PR approval is too boolean. The PR is approved or it's not approved. Real code review, like real life, lives in the middle. 'Sure, fine, we'll deal with it later' is a legitimate human response and should be a legitimate button. Gerrit has a better model for this. If I weakly approve something as a maintainer, let me flag it for later.
PRs are too inflexible. I don't need 4 eyes on every change, especially in a universe where LLMs exist. The global GDP lost annually to senior engineers staring at a four-line PR waiting for someone — anyone — to type 'LGTM' could fund a moon mission. A nice one. With legroom. Let me customize and more easily control this. If the person is a maintainer and the LLM says its low risk/no risk just let them go.
Stacked PRs are just better. They're easier to review and understand. They have to be a first-class citizen not an add-on through a tool other than your VCS.

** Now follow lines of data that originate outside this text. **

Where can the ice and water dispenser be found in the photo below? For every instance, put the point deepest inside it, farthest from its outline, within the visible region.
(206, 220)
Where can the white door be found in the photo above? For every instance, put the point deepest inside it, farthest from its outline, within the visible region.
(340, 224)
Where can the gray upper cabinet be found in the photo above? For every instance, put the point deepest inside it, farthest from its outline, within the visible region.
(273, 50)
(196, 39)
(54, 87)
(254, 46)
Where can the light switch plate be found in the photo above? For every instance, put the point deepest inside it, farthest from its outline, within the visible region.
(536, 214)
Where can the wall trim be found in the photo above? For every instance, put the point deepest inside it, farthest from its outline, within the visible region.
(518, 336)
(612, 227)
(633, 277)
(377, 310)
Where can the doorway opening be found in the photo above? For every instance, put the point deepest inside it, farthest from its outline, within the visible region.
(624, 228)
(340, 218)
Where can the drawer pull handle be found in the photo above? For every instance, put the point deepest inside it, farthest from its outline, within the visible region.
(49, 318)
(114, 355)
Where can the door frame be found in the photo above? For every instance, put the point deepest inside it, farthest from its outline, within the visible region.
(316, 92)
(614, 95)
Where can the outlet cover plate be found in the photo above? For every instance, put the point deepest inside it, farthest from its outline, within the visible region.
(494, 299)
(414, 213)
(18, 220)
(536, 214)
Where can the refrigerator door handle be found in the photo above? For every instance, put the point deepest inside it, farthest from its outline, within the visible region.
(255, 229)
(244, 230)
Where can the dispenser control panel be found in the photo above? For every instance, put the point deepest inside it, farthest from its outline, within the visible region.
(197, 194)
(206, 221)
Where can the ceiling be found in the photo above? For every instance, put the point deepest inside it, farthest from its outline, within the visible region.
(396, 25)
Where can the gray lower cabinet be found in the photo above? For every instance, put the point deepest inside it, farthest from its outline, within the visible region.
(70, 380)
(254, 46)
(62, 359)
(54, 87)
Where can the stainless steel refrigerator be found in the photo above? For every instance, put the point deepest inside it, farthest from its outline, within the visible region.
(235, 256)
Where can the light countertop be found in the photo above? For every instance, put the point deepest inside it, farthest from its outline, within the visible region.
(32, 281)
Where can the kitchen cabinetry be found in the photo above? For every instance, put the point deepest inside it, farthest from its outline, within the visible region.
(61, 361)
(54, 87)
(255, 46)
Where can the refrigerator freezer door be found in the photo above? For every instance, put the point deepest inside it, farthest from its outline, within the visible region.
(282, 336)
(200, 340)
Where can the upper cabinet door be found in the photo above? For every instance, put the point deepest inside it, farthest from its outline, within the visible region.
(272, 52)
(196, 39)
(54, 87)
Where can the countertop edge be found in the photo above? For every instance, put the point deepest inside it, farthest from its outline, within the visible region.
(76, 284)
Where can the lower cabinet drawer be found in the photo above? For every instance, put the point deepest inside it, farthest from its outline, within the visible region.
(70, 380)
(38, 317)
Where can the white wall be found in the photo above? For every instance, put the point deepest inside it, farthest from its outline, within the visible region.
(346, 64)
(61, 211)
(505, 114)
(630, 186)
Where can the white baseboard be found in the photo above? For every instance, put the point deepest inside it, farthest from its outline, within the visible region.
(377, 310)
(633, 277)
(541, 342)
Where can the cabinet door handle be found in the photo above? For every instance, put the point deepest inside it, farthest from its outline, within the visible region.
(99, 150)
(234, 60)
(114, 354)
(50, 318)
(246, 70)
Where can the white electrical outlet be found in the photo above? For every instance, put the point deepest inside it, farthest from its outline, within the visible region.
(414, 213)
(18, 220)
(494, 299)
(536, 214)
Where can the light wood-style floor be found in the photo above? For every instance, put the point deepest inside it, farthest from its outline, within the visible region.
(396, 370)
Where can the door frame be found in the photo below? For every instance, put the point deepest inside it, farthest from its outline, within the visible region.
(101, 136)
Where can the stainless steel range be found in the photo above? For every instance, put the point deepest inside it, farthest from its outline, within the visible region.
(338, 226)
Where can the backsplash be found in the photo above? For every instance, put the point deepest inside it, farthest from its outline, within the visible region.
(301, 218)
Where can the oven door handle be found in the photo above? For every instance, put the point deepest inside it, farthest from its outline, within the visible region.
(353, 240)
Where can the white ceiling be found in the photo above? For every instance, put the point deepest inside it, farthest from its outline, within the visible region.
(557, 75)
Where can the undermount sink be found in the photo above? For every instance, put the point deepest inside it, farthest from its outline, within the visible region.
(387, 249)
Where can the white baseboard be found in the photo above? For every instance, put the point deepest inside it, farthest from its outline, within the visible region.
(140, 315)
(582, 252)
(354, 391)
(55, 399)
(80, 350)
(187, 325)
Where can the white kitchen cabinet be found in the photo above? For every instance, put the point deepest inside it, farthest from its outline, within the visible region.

A forge shouldn't do everything. Issue tracking yes. Kanban board, probably not. Wiki? I doubt it. Everything tools always turn into crap. You add features when its easy to add features and then pay the maintenance price for those features forever regardless of their rate of adoption because now someone, somewhere uses them and you are locked in.
The standard unit of hosting is too large. Running Github Enterprise is a big task. Running GitLab is also a relatively big ask. These are complicated products with a lot of moving pieces. I want smaller individual units of hosting that I can link together to make an organization. It's fine if they're not globally federated and I need to make an account for each Organization, but an Organization should be flexible enough to let me say "these 12 Raspberry Pis are my org". I don't know how they communicate securely, I hire people for that problem.
My local copy of the repo should be a representation of the entire repo, not just the code. I should be able to approve a PR from the same VCS I use to check in the code. I should be able to go through my issues by looking through local files.
On the flip side, since I need to be online all the time to really work with a team, don't make me pay the storage price all the time. I want my VCS and my forge to work together. If I clone a repo, I want a pretty limited history for that repo when I clone. If I start to go back in time, spin up a worker to go fetch that stuff from the VCS when I need it. I don't need to hammer the forge with giant clone requests on the assumption that I might need to rebuild the forge at any moment with the entire history of the entire project.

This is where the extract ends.